[Solved] Kaspersky Pure 3.0 flags wintoolkit a malware

[andrum99]

My installation of Kaspersky Pure 3.0 has detected the current version of wintoolkit as UDS:DangerousObject.Multi.Generic. This is a generic alert generated by the Kaspersky Security Network. Is this a false positive?

Thanks

 

Andrew.

[andrum99]

Further malicious activity has been detected by Kaspersky once I installed WinToolKit and the Kaspersky Security Network now red flags the installer with a more serious warning. DO NOT INSTALL THIS PRODUCT. I am an IT professional with 20 years experience - I know a bad app when I see one. GIve this site and the product as wide a bearth as you can.

 

I expect someone will be along soon to either deny this is the case, or to simply delete this message.
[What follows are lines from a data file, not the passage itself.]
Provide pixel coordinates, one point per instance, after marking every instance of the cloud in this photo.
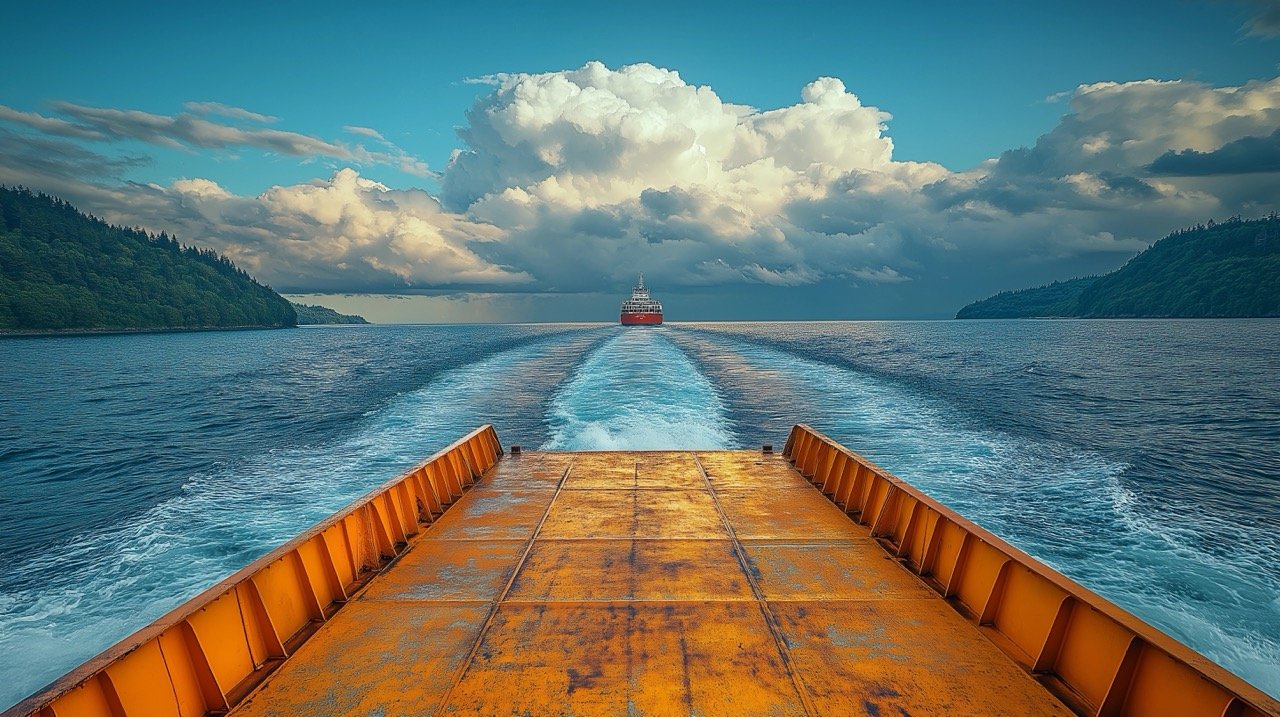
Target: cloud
(364, 131)
(49, 124)
(1265, 21)
(568, 182)
(342, 233)
(193, 128)
(1247, 155)
(46, 161)
(227, 110)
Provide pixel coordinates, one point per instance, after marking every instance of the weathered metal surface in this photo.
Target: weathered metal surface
(1096, 657)
(209, 653)
(650, 583)
(712, 584)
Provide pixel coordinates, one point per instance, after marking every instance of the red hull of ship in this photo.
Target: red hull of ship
(645, 319)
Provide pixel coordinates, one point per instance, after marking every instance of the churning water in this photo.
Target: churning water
(1138, 457)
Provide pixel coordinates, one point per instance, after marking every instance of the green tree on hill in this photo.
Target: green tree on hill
(1210, 270)
(62, 269)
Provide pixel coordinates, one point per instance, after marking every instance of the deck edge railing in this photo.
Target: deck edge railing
(1095, 656)
(209, 653)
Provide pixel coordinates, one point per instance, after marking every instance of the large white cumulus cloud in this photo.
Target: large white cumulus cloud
(572, 181)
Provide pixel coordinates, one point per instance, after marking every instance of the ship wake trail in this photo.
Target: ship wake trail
(62, 606)
(638, 392)
(1064, 505)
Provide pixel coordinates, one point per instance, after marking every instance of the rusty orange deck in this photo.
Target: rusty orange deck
(647, 584)
(725, 583)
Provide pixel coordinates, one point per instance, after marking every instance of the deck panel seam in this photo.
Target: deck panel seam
(769, 619)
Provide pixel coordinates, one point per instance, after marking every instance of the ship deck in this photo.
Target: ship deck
(666, 583)
(725, 583)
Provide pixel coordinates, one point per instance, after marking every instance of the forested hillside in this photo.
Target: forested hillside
(1211, 270)
(316, 315)
(60, 269)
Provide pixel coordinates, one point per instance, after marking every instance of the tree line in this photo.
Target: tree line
(63, 269)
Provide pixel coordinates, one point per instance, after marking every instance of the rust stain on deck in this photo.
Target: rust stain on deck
(609, 584)
(730, 583)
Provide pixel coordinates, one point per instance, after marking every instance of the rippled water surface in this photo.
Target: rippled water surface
(1138, 457)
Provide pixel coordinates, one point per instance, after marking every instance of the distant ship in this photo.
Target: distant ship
(641, 309)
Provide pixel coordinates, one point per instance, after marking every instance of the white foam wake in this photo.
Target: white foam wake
(638, 392)
(1064, 505)
(99, 587)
Please contact me via my blog (andrum99.blogspot.co.uk) if you have concerns about this notice and to confirm that this message is genuine.

 

You have been warned!

 

Andrew Pattison

FIfe, Scotland.

[Kelsenellenelvian]

Not denying anything there is adware in the installer, however did you notice there is a 7zip package no installer version???

 

Your insinuation that people should avoid this site is very troubling as you (Especially claming to be a "Expert") failed to fully investigate this matter.

 

Posted a reply on your blog.

[dareckibmw]

@Kelsenellenelvian

 

He removed your both posts in his blog. What did you tell him?   

[Kelsenellenelvian]

He removed my comments on his blog. 

 

This guy barely looks 30 and claims he has 20 years it experience and acts like a child.

 

I am not going to ban him and give him the satisfaction he is looking for, but by deleting my comments off of his blog he proves he is full of crap.

[Kelsenellenelvian]

I called him out for not investigating the matter fully (The 7z file) and also for defaming WinCert by his posts here to avoid this site. I also said we never denied the adware in the installer.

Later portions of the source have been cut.